If you’re like most of us, no holiday or vacation can seem quite complete without letting loose, relaxing and blowing off some steam with a drink, or maybe three or four. This is especially true for any trip to a tropical locale, as there’s something about the combination of sun, sand and surf that’s just begging for a few drinks. If this sounds like it describes you, the one thing you’ll be happy to note is that all of the ships in Norwegian’s fleet offer a number of different bars, restaurants, and other places where passengers can whet their whistle.
At the end of the day, you’ll have no shortage of places to grab a beer, wine or cocktail, both onboard and whilst in port. Nonetheless, one of the most common complaints from cruise goers is that drinks on board the ships are notoriously pricey—no matter which cruise line you happen to be travelling with—and it’s for this reason that so many people are curious about the policies for bringing their own bottles of booze on board.
NCL’s Alcohol Policy
One of the beauties of cruising with Norwegian is the laid-back, freestyle attitude, and this applies to their drinking policy as well. Passengers are of course expected to maintain a semblance of order and composure, but this doesn’t mean that you still can’t party hard all night long; that is, if you can afford the high price of drinks offered in the bars, restaurants and through room service.
Bring Your Own Wine On Board for a Nominal Fee
Like most other major cruise lines, Norwegian has a strict NCL alcohol policy of not allowing customers to bring alcoholic drinks on board. This, of course, has led to many passengers constantly trying to smuggle booze on to the boat; however luggage is strictly controlled and the staff has seen all the tricks, making it incredibly likely anything you try to bring will quickly be confiscated. In other words, don’t try it – you’ll probably get caught!
Nonetheless, Norwegian has made one exception to their alcohol policy when it comes to wine/champagne. Passengers are allowed to bring their own bottles of wine to consume on board, both in the restaurants and public areas or in the comfort of their own cabins, but are required to pay a cork fee for each bottle upon boarding. Still, this is nothing new, as the majority of major cruise operators also allow this same service.

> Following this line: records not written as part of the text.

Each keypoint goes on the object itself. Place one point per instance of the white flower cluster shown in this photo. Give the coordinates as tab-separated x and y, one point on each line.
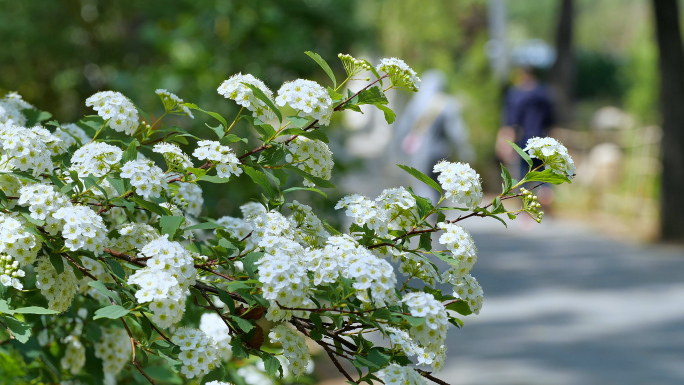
25	150
173	104
166	280
175	158
244	96
10	272
148	179
308	98
400	375
82	228
95	158
189	197
308	228
461	244
118	109
394	209
10	185
294	348
460	183
311	156
343	256
468	289
227	163
42	200
198	352
213	326
553	154
399	73
71	134
16	242
74	355
353	66
432	333
114	349
10	109
58	289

However, there are two things about NCL’s policy has sets them apart from the rest. Firstly, there is typically a limit of one or two bottles per person or per cabin on most cruises, whereas Norwegian allows all passengers of legal drinking age to bring an unlimited number as long as the cork fees are paid. Speaking of the fees, this is the other area where Norwegian is at the head of crowd. While some companies charge as much as $25 per 700ml bottle or higher, you’ll pay a flat price of $15 per 700ml bottle, $20 per 1 liter, and only $25 for those whopping 1.5 liter magnum bottles.
Overall, drinks on board a cruise are never going to be cheap, but when sailing with Norwegian, you can definitely save yourself a bit of money by bringing on your own wine—especially for those occasions when you want something special and any normal bottle just won’t do.